In the midst of a long summer of remakes, sequels, and spinoffs soon comes Quentin Tarantino’s highly-anticipated directorial effort of Hollywood life in 1969, where run-ins with Bruce Lee and the Manson Murders are blended with Leonardo DiCaprio and Brad Pitt’s team up as a fictional actor and stuntman. While early numbers had Once Upon a Time in Hollywood at a solid $40 to $60 million debut, box office projections have now dropped.
Now it looks like Once Upon a Time in Hollywood may open closer to the $25 to $30 million range, per Deadline. This is closer in line with the auteur director’s biggest hits such as Inglourious Basterds ($38 million), Django Unchained ($30 million) and Kill Bill Vol. 2 ($25 million). The upcoming drama still has a potential to turn a big profit off its theater run. Django went on to make $425 million worldwide after a comparable first weekend.
The film has already garnered high praise from critics who were present at its premiere at Cannes. Once Upon a Time in Hollywood currently has an impressively fresh 92% on Rotten Tomatoes with 65 reviews filed. Tarantino has also teased it's the closest he’s gotten to Pulp Fiction and his personal love letter to Los Angeles.
The director has long said he’d only direct 10 films, so there’s additional anticipation for how the backend of his work will play out. Once Upon a Time in Hollywood is his ninth film. It also includes some major stars, with Margot Robbie’s Sharon Tate joining Leonardo DiCaprio, Brad Pitt, Al Pacino, Kurt Russell, Dakota Fanning, Timothy Olyphant, Damian Lewis, and the late Luke Perry.
The fact that the movie is not only rated-R but 2 hours and 39 minutes (and Tarantino may make it longer) could be a drawback to the film hitting numbers higher than $30 million. The Lion King remake is also hitting theaters one week prior and it has massive projections as high as $230 million for its debut. It will likely stay at No. 1 during its second weekend, putting Once Upon a Time in Hollywood at second place.
Tarantino’s drama is actually sandwiched by two huge summer blockbusters. Fast and the Furious spinoff Hobbs & Shaw opens the following week. Can it contend with more traditional summer blockbusters? Perhaps moviegoers hunger for original and surprising storylines will buff up its earnings?

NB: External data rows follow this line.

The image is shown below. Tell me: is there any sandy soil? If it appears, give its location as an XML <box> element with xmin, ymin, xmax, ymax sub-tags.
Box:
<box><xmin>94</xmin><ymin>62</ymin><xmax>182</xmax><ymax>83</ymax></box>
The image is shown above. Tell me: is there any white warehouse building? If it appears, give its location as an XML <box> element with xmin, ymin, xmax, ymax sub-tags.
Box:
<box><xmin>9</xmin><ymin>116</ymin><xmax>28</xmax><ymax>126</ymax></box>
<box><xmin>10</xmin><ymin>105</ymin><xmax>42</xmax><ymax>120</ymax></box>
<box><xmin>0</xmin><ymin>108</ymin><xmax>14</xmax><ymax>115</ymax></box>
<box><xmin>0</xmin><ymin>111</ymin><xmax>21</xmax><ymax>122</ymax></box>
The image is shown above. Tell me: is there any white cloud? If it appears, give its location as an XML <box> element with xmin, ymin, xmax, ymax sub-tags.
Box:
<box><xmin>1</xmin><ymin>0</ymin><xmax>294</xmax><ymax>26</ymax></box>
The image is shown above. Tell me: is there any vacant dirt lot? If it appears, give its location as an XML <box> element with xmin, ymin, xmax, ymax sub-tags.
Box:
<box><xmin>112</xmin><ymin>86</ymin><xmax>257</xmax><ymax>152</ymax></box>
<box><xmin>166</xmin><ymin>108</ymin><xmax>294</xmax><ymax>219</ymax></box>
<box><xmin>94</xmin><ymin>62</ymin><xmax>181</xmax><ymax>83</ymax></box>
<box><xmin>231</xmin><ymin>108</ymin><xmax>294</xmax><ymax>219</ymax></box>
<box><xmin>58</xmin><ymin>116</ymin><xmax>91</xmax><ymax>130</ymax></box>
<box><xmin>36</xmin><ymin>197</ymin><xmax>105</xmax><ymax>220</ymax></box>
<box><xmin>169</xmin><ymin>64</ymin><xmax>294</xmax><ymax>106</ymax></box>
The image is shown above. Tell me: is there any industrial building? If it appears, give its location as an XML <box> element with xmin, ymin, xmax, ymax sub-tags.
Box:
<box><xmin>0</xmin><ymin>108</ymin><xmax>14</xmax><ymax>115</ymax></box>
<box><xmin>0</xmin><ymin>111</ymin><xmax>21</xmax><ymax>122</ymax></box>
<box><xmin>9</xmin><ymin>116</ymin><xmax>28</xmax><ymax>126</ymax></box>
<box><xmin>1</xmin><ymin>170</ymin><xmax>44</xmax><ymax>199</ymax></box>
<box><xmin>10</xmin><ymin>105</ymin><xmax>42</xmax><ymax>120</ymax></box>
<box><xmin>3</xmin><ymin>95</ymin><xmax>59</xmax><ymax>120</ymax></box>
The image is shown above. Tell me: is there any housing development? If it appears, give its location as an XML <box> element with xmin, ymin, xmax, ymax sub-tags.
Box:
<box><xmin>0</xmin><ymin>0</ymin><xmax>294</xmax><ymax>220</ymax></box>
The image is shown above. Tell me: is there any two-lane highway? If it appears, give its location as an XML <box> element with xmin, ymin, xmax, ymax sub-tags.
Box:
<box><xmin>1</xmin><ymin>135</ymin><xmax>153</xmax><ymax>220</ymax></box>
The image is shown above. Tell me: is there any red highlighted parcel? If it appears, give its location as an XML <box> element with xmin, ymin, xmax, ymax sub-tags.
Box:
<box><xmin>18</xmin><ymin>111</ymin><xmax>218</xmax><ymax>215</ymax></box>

Interestingly enough, Pitt and DiCaprio starred in Tarantino’s top earning projects so perhaps the combination of the both of them will prove successful as well. Inglourious Basterds debuted in August 2009 and went on to hit $321 million worldwide. Django cleverly came out during awards season and has since been his highest grossing film.
Once Upon a Time in Hollywood comes out on July 26.